In summary, we report on a case of probable DILI with concomitant use of several antibiotics. None of the known causality assessment scoring systems was developed for identifying an offending drug for DILI cases with concomitant drug use in the same temporal sequence. Close monitoring of liver functions could eliminate certain drugs as offending agents if an abnormal LFT is present before and after certain drugs. Obviously this still continues to pose us a challenge in determining which of the drugs is/are allowed to be utilized in this child in the future. Whenever suspected, the offending drug should be discontinued immediately as complete recovery is still possible with prompt drug discontinuation.
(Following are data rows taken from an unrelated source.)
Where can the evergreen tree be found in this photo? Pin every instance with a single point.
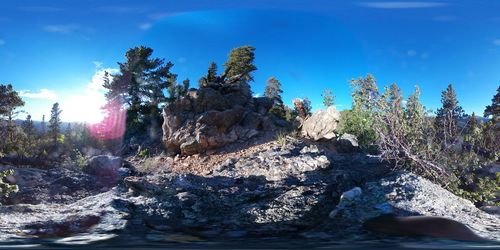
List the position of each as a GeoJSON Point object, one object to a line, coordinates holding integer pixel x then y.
{"type": "Point", "coordinates": [302, 107]}
{"type": "Point", "coordinates": [43, 126]}
{"type": "Point", "coordinates": [55, 123]}
{"type": "Point", "coordinates": [211, 75]}
{"type": "Point", "coordinates": [240, 62]}
{"type": "Point", "coordinates": [494, 109]}
{"type": "Point", "coordinates": [29, 126]}
{"type": "Point", "coordinates": [273, 90]}
{"type": "Point", "coordinates": [359, 121]}
{"type": "Point", "coordinates": [9, 102]}
{"type": "Point", "coordinates": [328, 98]}
{"type": "Point", "coordinates": [365, 93]}
{"type": "Point", "coordinates": [140, 85]}
{"type": "Point", "coordinates": [396, 99]}
{"type": "Point", "coordinates": [185, 86]}
{"type": "Point", "coordinates": [447, 117]}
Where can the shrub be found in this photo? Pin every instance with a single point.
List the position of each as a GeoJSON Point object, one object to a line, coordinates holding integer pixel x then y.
{"type": "Point", "coordinates": [360, 124]}
{"type": "Point", "coordinates": [6, 188]}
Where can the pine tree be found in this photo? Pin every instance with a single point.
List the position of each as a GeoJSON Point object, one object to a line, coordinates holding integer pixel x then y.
{"type": "Point", "coordinates": [9, 102]}
{"type": "Point", "coordinates": [210, 77]}
{"type": "Point", "coordinates": [185, 86]}
{"type": "Point", "coordinates": [55, 123]}
{"type": "Point", "coordinates": [43, 126]}
{"type": "Point", "coordinates": [365, 93]}
{"type": "Point", "coordinates": [447, 117]}
{"type": "Point", "coordinates": [273, 90]}
{"type": "Point", "coordinates": [328, 98]}
{"type": "Point", "coordinates": [494, 109]}
{"type": "Point", "coordinates": [140, 86]}
{"type": "Point", "coordinates": [396, 100]}
{"type": "Point", "coordinates": [29, 127]}
{"type": "Point", "coordinates": [302, 107]}
{"type": "Point", "coordinates": [240, 62]}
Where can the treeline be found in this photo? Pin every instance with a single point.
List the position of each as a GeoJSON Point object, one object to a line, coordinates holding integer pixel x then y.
{"type": "Point", "coordinates": [449, 146]}
{"type": "Point", "coordinates": [446, 146]}
{"type": "Point", "coordinates": [26, 144]}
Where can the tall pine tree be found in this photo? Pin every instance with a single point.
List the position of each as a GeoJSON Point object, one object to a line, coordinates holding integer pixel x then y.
{"type": "Point", "coordinates": [241, 62]}
{"type": "Point", "coordinates": [493, 110]}
{"type": "Point", "coordinates": [328, 98]}
{"type": "Point", "coordinates": [447, 117]}
{"type": "Point", "coordinates": [140, 86]}
{"type": "Point", "coordinates": [55, 123]}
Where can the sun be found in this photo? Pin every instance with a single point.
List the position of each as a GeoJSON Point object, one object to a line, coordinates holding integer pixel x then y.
{"type": "Point", "coordinates": [85, 107]}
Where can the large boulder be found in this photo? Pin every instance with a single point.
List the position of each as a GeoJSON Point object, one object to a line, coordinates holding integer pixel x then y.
{"type": "Point", "coordinates": [322, 124]}
{"type": "Point", "coordinates": [347, 143]}
{"type": "Point", "coordinates": [214, 116]}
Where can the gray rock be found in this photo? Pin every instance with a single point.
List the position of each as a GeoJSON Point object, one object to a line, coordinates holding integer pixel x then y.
{"type": "Point", "coordinates": [347, 143]}
{"type": "Point", "coordinates": [418, 196]}
{"type": "Point", "coordinates": [218, 114]}
{"type": "Point", "coordinates": [322, 124]}
{"type": "Point", "coordinates": [103, 165]}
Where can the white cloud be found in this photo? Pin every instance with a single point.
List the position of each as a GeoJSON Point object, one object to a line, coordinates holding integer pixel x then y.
{"type": "Point", "coordinates": [161, 15]}
{"type": "Point", "coordinates": [41, 9]}
{"type": "Point", "coordinates": [87, 105]}
{"type": "Point", "coordinates": [42, 94]}
{"type": "Point", "coordinates": [444, 18]}
{"type": "Point", "coordinates": [411, 52]}
{"type": "Point", "coordinates": [145, 26]}
{"type": "Point", "coordinates": [63, 29]}
{"type": "Point", "coordinates": [402, 5]}
{"type": "Point", "coordinates": [182, 60]}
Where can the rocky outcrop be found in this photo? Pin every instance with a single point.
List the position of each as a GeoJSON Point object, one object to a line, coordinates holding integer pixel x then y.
{"type": "Point", "coordinates": [347, 143]}
{"type": "Point", "coordinates": [276, 190]}
{"type": "Point", "coordinates": [60, 185]}
{"type": "Point", "coordinates": [214, 116]}
{"type": "Point", "coordinates": [405, 194]}
{"type": "Point", "coordinates": [322, 124]}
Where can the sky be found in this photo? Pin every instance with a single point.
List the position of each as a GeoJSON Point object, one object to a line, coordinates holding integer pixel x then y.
{"type": "Point", "coordinates": [57, 50]}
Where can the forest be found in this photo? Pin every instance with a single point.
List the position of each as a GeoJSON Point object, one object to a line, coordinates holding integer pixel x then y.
{"type": "Point", "coordinates": [447, 146]}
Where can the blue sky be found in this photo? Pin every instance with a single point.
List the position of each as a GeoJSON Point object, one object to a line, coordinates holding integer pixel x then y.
{"type": "Point", "coordinates": [57, 50]}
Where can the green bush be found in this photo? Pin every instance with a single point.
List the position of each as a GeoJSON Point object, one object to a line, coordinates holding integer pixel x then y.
{"type": "Point", "coordinates": [6, 188]}
{"type": "Point", "coordinates": [79, 158]}
{"type": "Point", "coordinates": [360, 124]}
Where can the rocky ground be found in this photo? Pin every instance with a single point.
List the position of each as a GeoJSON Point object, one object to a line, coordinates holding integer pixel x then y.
{"type": "Point", "coordinates": [264, 190]}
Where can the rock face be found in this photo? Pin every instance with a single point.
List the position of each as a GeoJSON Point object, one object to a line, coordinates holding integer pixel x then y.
{"type": "Point", "coordinates": [322, 124]}
{"type": "Point", "coordinates": [405, 194]}
{"type": "Point", "coordinates": [273, 191]}
{"type": "Point", "coordinates": [347, 143]}
{"type": "Point", "coordinates": [214, 116]}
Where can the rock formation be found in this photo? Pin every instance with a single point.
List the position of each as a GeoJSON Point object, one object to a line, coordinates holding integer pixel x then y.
{"type": "Point", "coordinates": [213, 116]}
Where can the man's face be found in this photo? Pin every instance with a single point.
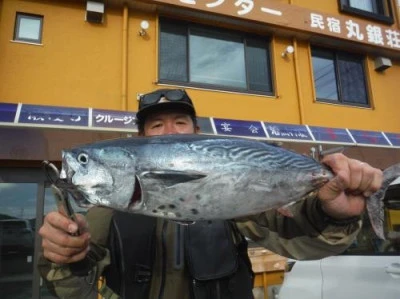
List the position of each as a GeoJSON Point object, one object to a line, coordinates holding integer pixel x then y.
{"type": "Point", "coordinates": [169, 122]}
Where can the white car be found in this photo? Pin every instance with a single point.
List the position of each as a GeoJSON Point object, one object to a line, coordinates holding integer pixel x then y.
{"type": "Point", "coordinates": [369, 269]}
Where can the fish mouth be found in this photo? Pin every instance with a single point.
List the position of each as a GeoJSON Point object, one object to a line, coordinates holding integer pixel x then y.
{"type": "Point", "coordinates": [136, 200]}
{"type": "Point", "coordinates": [79, 197]}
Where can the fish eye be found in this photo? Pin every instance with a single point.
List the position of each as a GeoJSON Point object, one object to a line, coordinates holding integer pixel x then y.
{"type": "Point", "coordinates": [83, 158]}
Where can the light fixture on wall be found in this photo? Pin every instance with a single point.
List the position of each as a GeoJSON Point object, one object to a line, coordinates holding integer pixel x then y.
{"type": "Point", "coordinates": [144, 25]}
{"type": "Point", "coordinates": [94, 12]}
{"type": "Point", "coordinates": [382, 63]}
{"type": "Point", "coordinates": [288, 50]}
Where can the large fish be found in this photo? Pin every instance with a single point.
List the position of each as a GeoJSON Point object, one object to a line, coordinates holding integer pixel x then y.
{"type": "Point", "coordinates": [191, 177]}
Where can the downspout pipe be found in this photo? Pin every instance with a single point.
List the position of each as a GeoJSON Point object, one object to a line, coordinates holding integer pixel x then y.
{"type": "Point", "coordinates": [298, 83]}
{"type": "Point", "coordinates": [124, 77]}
A different model using knowledge of drug metabolism and interaction via genetic variant isoenzymes, cytochrome P450 pathway, and application of in vitro DLST could be considered to aid in identifying offended drug causing DILI.

Ethical Approval

All procedures followed were in accordance with the ethical standards of the responsible committee on human experimentation (institutional and national) and with the Helsinki Declaration of 1975, as revised in 2008 (5).

Informed consent was obtained from all patients for being included in the study.

Conflict of Interests

The authors declare that there is no conflict of interests regarding the publication of this paper.